# Mum



## jcdeboever (Mar 6, 2021)




----------



## Space Face (Mar 7, 2021)

Ah, not what I expected when I saw the title.  I get it now tho.  Nice conversion.


----------



## K9Kirk (Mar 7, 2021)

Nice B&W.


----------



## jcdeboever (Mar 7, 2021)

Space Face said:


> Ah, not what I expected when I saw the title.  I get it now tho.  Nice conversation.


Thank you sir


----------



## jcdeboever (Mar 7, 2021)

K9Kirk said:


> Nice B&W.


Thanks bud


----------



## CherylL (Mar 8, 2021)

Wonderful light to dark and every grade in-between!


----------



## The Barbarian (Mar 8, 2021)

Really nice work.   Couldn't suggest a thing to improve it.


----------



## jcdeboever (Mar 8, 2021)

CherylL said:


> Wonderful light to dark and every grade in-between!





The Barbarian said:


> Really nice work.   Couldn't suggest a thing to improve it.



Thank y'all


----------



## Grandpa Ron (Mar 8, 2021)

A very well done capture of a sometime difficult subject. Congrats


----------



## otherprof (Mar 8, 2021)

jcdeboever said:


> View attachment 204245


Beautiful image!


----------



## jcdeboever (Mar 9, 2021)

Grandpa Ron said:


> A very well done capture of a sometime difficult subject.
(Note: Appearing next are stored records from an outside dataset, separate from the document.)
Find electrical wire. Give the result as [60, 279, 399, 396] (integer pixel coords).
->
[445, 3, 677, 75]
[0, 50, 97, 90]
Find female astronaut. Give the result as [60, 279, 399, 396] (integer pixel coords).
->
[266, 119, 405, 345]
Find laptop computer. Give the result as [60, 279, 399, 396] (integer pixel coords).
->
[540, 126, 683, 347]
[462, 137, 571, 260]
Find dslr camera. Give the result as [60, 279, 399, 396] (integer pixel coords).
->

Congrats





otherprof said:


> jcdeboever said:
> 
> 
> > View attachment 204245
> ...



Thank you both, I appreciate it.


----------



## enezdez (Mar 13, 2021)

@jcdeboever Very Nicely Done...


----------



## jcdeboever (Mar 14, 2021)

enezdez said:


> @jcdeboever Very Nicely Done...


Thank you sir


----------



## nokk (Mar 14, 2021)

beautiful!  love the white petals against the black background.


----------



## ~Stella~ (Apr 1, 2021)

jcdeboever said:


> View attachment 204245


Really gorgeous and sharp.  Love it.


----------



## Susan Will (Apr 1, 2021)

Nice black and white shot! Beautiful flower!


----------



## jcdeboever (Apr 1, 2021)

nokk said:


> beautiful!  love the white petals against the black background.





~Stella~ said:


> jcdeboever said:
> 
> 
> > View attachment 204245
> ...





Susan Will said:


> Nice black and white shot! Beautiful flower!



Thanks y'all


----------



## Tropicalmemories (Apr 18, 2021)

I'm pleasantly surprised how well a flower shot comes out in black and white ...  normally a subject for eye-popping color.  Really like the contrast to the background.


----------



## jcdeboever (Apr 19, 2021)

Tropicalmemories said:


> I'm pleasantly surprised how well a flower shot comes out in black and white ...  normally a subject for eye-popping color.  Really like the contrast to the background.



It also helps when the flower is mostly white. Thanks


----------